Parallèlement, l’association des banques du Liban a présenté un plan de sauvetage rejeté par le FMI et les autorités libanaises, prévoyant la vente d’une partie de l’or du Liban et la session pour une durée déterminée de biens publics. Ce plan est également rejeté par les spécialistes qui estiment que la vente de biens publics ne pourrait se faire qu’en les bradant en raison des circonstances actuelles.

Certaines sources évoquent désormais des pertes pour le secteur financier qui dépassent les 100 milliards de dollars, estimant que le Liban nécessiterait désormais un plan de relance de 63 milliards de dollars mais que seulement 26 milliards au maximum sont disponibles. Selon ces mêmes sources, toutes les banques libanaises sont aujourd’hui insolvables.

La situation économique s’est, par ailleurs, encore dégradée avec la détérioration de la valeur de la livre libanaise et la mise en place de différents taux de change : taux de change officiel à 1507 LL/USD, taux de change dit du-marché pour les agents de change ou encore certaines entreprises fixées par la banque du Liban, aujourd’hui à 3900 LL/USD et taux de change au marché noir, qui a fluctué jusqu’à atteindre les 9000 LL/USD, au mois de juin.

Le rôle du gouverneur de la Banque du Liban avait été mis directement en cause lors de la visite du président de la république française au Liban, le 1er septembre 2020. Emmanuel Macron avait ainsi directement accusé la Banque du Liban d’avoir mis en place un schéma Ponzi.

L’épuisement des réserves monétaires disponibles, un des principaux soucis actuels

Le 21 septembre 2020, le président de la République estime que le Liban se dirige actuellement “en enfer” en raison de la dégradation des conditions sociales et économiques, reconnaissant par ailleurs que les réserves de la Banque du Liban – subventionnant actuellement l’achat de produits de première nécessité – seront épuisées d’ici peu.

Le 26 septembre, prenant donc acte de son échec, le premier ministre désigné annonce sa démission depuis le perron du Palais de Baabda, plongeant un peu plus le Liban dans la crise.

Pour sa part, le gouverneur de la Banque du Liban Riad Salamé annonce, au mois d’août, la fin des subventions aux produits essentiels d’ici 2 à 3 mois en raison de la diminution des réserves monétaires de la Banque Centrale.
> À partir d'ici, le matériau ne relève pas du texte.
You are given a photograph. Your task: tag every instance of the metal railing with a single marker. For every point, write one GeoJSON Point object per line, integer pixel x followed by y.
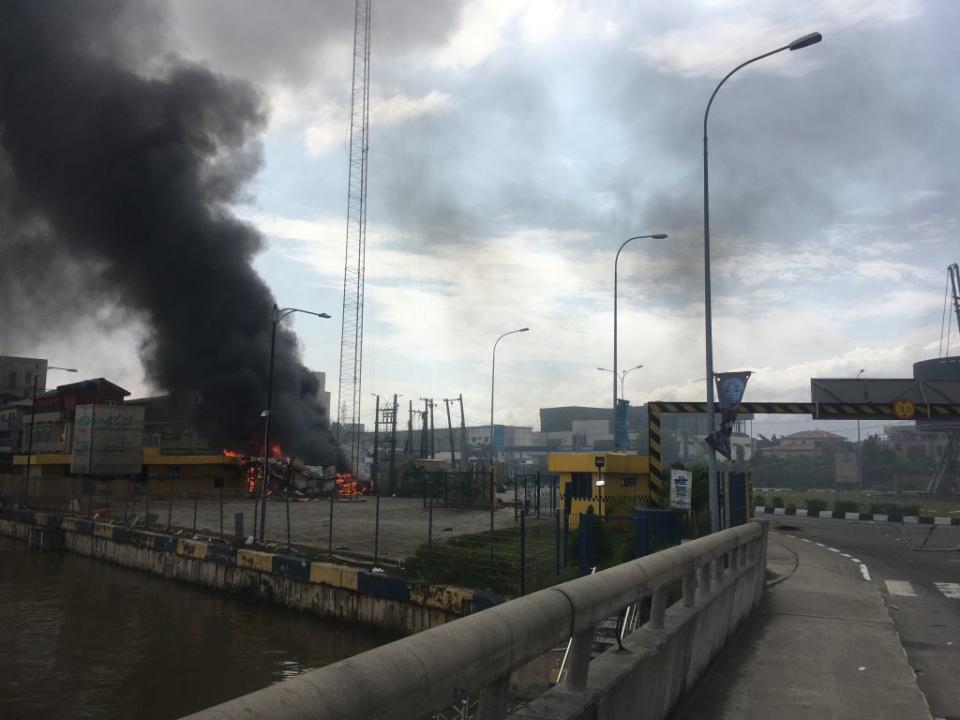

Riad Salamé à l’origine de l’échec de l’audit juricomptable des comptes de la BdL

Coup de tonnerre, le cabinet d’Alvarez & Marsal annonce son retrait de la procédure d’audit juricomptable, le 20 novembre 2020 après que la Banque du Liban ait refusé de répondre à 57% des questions posées, sous le prétexte du code du crédit et de la monnaie ou encore des législations liées au secret bancaire, plongeant le Liban dans l’incertitude. En effet, cet audit est désormais considéré comme essentiel pour l’obtention de l’aide de la communauté internationale. Le ministère des finances ou encore celui de la justice estimaient que le contrat ne violait pas les textes en vigueur.

Si le parlement libanais a depuis adopté un projet de loi suspendant pour une année le secret bancaire, Riad Salamé n’a toujours pas, pour l’heure, fait parvenir les réponses aux questions posées au cabinet Alvarez & Marsal qui a repris ce dossier jugé critique.